Die verwendeten Daten stammen zum einen aus der größten Krebsstatistik der USA (SEER) und repräsentieren hier eine multizentrische, flächendeckende Versorgung, der die interne Datenbank des Mammazentrum Hamburg als Beispiel für die größte unizentrische Versorgungseinheit in Hamburg gegenüber gestellt wird.

Wie für jegliche onkologische Therapie gilt auch in dieser Arbeit das Gesamtüberleben der Patientinnen als entscheidendes Güte- und Zielkriterium der Therapie.
Neben diesem wurde eine Vielzahl weiterer tumorassoziierter Parameter bestimmt, die aufgrund fehlender Daten aus der SEER-Datenbank jedoch zum Teil nur für das Patientengut des Mammazentrum Hamburg bestimmt werden konnten.

Die Ergebnisse der Überlebensanalyse dieser Arbeit zeigen mit einer relativen 5-Jahres-Überlebenswahrscheinlichkeit von 94,2% gegenüber 84% einen signifikanten Überlebensvorteil für Patientinnen, die im Mammazentrum Hamburg behandelt wurden. Diese Aussage ist aufgrund der vergleichbaren Stadienverteilung in beiden Kollektiven statistisch reliabel.

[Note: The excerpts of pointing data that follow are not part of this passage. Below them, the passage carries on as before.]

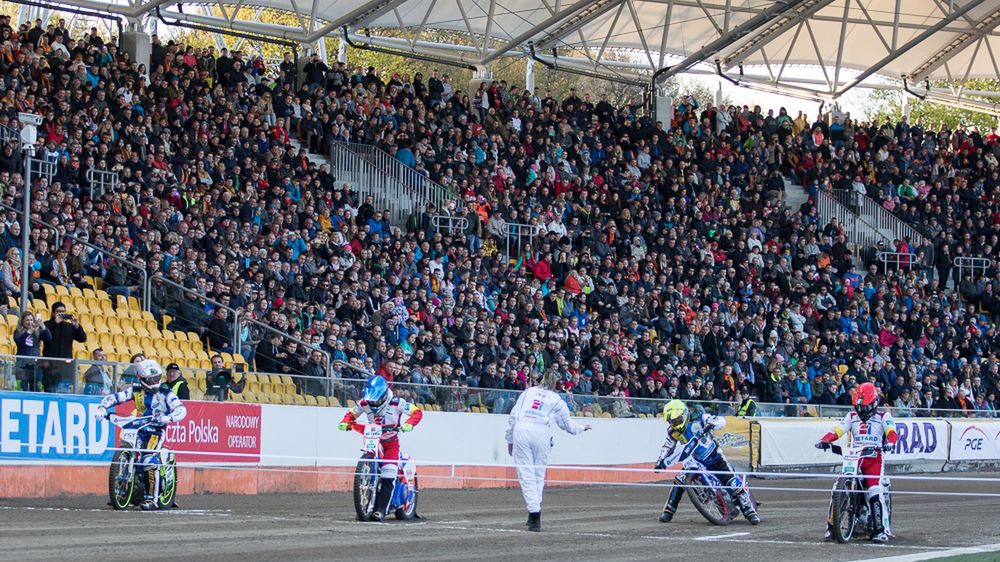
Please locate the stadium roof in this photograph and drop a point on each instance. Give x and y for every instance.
(846, 40)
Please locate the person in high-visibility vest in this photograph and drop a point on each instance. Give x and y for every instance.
(177, 382)
(748, 408)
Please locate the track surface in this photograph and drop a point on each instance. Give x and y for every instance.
(609, 523)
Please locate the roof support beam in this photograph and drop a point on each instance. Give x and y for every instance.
(740, 50)
(555, 19)
(746, 28)
(594, 11)
(954, 15)
(956, 46)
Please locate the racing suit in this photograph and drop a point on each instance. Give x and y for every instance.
(390, 416)
(528, 431)
(708, 453)
(164, 406)
(875, 432)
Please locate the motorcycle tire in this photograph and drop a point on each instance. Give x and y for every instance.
(364, 489)
(121, 491)
(712, 502)
(168, 485)
(844, 511)
(409, 511)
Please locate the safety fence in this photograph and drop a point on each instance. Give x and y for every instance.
(344, 383)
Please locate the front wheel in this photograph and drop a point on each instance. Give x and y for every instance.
(844, 513)
(409, 511)
(366, 483)
(168, 484)
(121, 479)
(710, 501)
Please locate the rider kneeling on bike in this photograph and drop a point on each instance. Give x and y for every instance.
(683, 428)
(868, 427)
(381, 407)
(151, 399)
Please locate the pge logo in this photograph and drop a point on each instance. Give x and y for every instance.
(974, 444)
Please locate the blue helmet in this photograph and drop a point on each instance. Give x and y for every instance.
(376, 392)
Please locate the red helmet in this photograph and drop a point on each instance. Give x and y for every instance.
(865, 400)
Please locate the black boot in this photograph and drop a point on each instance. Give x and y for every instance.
(382, 499)
(535, 521)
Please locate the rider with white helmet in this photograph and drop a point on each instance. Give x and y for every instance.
(150, 398)
(381, 407)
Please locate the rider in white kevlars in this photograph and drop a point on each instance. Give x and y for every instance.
(150, 399)
(529, 439)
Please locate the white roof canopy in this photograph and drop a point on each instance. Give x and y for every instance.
(914, 40)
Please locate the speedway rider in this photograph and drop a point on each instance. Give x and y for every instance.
(150, 399)
(868, 427)
(683, 428)
(381, 407)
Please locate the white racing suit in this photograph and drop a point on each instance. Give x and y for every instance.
(708, 453)
(164, 407)
(528, 430)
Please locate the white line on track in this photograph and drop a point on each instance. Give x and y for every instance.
(717, 537)
(986, 548)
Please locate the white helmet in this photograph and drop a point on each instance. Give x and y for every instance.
(148, 371)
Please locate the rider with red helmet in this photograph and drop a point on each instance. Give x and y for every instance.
(868, 427)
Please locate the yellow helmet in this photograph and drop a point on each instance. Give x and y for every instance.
(675, 413)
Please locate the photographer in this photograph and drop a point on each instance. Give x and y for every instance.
(28, 337)
(219, 381)
(65, 329)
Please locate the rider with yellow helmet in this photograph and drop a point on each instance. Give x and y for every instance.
(683, 428)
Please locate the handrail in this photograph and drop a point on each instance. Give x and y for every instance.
(102, 251)
(406, 175)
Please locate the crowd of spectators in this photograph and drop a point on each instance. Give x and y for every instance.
(668, 265)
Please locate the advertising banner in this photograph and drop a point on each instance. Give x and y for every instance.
(975, 440)
(229, 430)
(791, 442)
(51, 427)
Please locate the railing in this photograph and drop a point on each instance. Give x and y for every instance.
(101, 181)
(898, 260)
(449, 223)
(423, 189)
(338, 389)
(859, 232)
(519, 235)
(878, 216)
(973, 265)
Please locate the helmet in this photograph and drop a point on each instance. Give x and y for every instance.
(675, 413)
(148, 371)
(376, 392)
(865, 400)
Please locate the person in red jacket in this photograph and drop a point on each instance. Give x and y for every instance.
(381, 407)
(868, 427)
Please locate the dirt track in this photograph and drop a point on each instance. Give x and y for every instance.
(617, 523)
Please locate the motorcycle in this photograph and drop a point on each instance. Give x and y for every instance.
(849, 505)
(367, 478)
(710, 496)
(126, 482)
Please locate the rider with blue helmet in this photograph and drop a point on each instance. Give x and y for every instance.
(381, 407)
(683, 428)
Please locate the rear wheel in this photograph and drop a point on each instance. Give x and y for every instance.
(168, 485)
(844, 512)
(710, 501)
(365, 487)
(409, 511)
(121, 480)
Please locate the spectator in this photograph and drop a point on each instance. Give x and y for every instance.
(97, 381)
(29, 335)
(58, 350)
(177, 383)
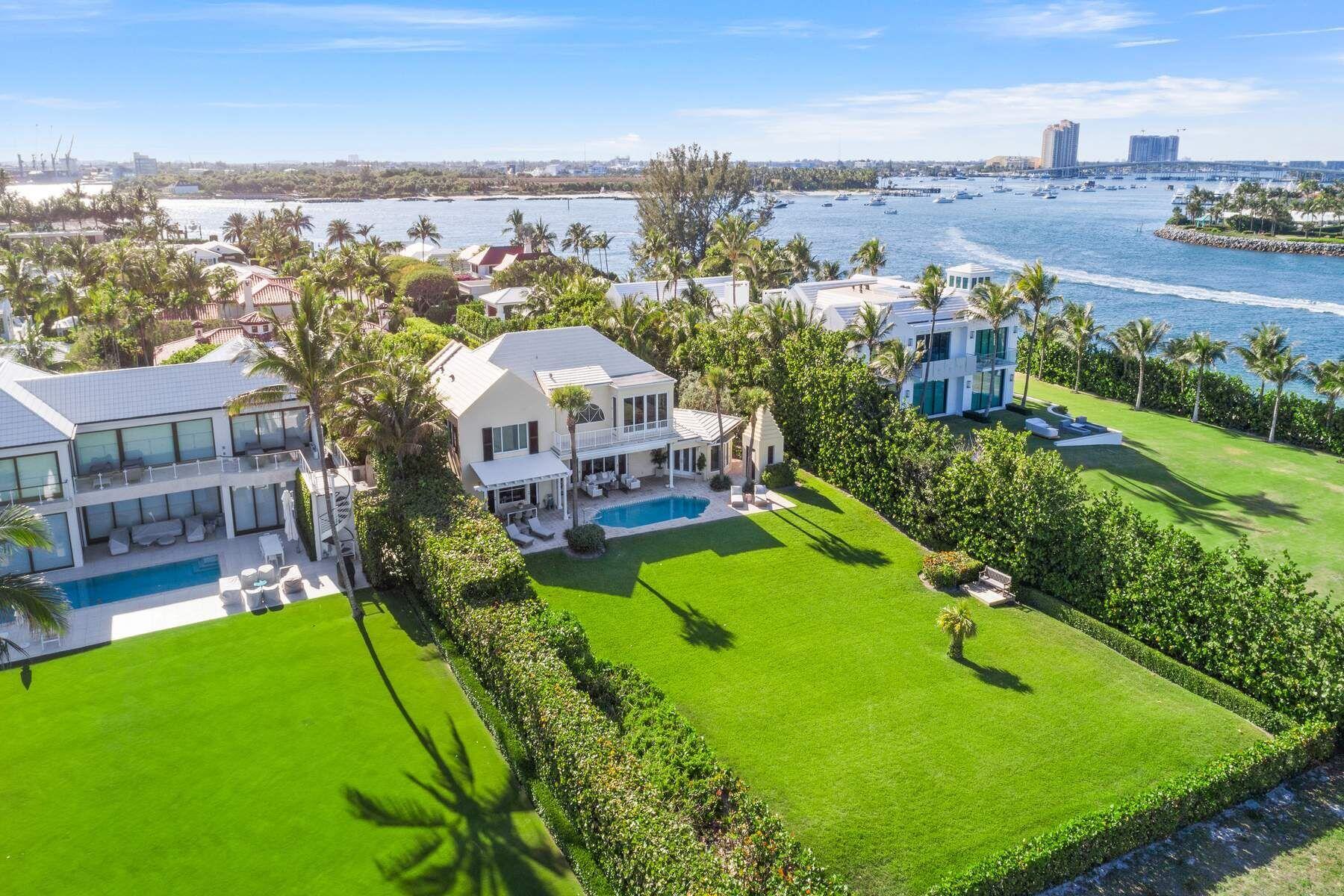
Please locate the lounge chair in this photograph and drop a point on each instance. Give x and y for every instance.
(519, 536)
(542, 529)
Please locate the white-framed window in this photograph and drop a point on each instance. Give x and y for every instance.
(510, 438)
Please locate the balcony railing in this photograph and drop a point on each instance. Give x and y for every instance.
(615, 438)
(187, 470)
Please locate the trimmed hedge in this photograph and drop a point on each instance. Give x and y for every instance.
(616, 788)
(1090, 840)
(1159, 662)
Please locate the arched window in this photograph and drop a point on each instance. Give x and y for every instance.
(591, 414)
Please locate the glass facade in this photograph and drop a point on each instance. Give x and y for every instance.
(30, 477)
(31, 561)
(147, 445)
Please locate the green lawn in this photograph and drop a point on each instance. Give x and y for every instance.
(1216, 484)
(803, 647)
(217, 758)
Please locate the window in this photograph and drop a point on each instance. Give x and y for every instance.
(941, 347)
(591, 414)
(31, 477)
(510, 438)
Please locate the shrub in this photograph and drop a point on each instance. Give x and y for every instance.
(589, 538)
(780, 476)
(951, 568)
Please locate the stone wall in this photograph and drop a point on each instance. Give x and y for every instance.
(1198, 238)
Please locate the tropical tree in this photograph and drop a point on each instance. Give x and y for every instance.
(750, 399)
(1137, 340)
(573, 399)
(34, 601)
(1284, 368)
(718, 379)
(871, 257)
(994, 304)
(1204, 352)
(308, 359)
(425, 231)
(1078, 331)
(1038, 293)
(954, 621)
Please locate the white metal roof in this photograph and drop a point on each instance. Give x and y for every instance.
(520, 470)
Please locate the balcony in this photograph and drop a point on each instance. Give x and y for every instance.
(621, 440)
(187, 470)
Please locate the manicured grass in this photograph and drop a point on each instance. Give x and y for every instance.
(803, 647)
(1216, 484)
(217, 758)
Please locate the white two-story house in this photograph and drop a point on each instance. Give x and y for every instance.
(965, 371)
(511, 447)
(122, 461)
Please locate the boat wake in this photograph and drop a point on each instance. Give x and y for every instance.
(957, 242)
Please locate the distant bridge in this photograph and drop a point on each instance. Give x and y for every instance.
(1191, 167)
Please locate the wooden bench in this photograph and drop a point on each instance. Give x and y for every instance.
(992, 588)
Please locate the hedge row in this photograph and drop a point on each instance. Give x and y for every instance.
(1248, 622)
(1097, 837)
(1226, 399)
(1159, 662)
(608, 777)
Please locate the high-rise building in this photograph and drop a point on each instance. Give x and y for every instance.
(1154, 148)
(1060, 146)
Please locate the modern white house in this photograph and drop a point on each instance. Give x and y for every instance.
(134, 460)
(965, 370)
(511, 448)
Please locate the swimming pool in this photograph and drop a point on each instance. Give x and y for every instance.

Eine mögliche Erklärung ist darin zu sehen,dass die standardisierte Therapie in einem deutschen Organzentrum der heterogenen Therapie in unterschiedlichen Einheiten, die in den USA zudem auch in ihrer Versorgungsqualität stark variieren, überlegen ist.

Die Arbeit erlaubt den Schluss, dass die Behandlung von Brustkrebspatientinnen im Mammazentrum Hamburg erfolgreicher ist als die der durchschnittlichen medizinischen Versorgung in den USA und räumt das Vorurteil aus, dass in Deutschland ein Versorgungsdefizit vorliegt. Diese Aussage wird noch bedeutsamer durch die Tatsache, dass die Ausgaben für die Gesundheitsversorgung in den USA proportional wie absolut größer sind als in der Bundesrepublik.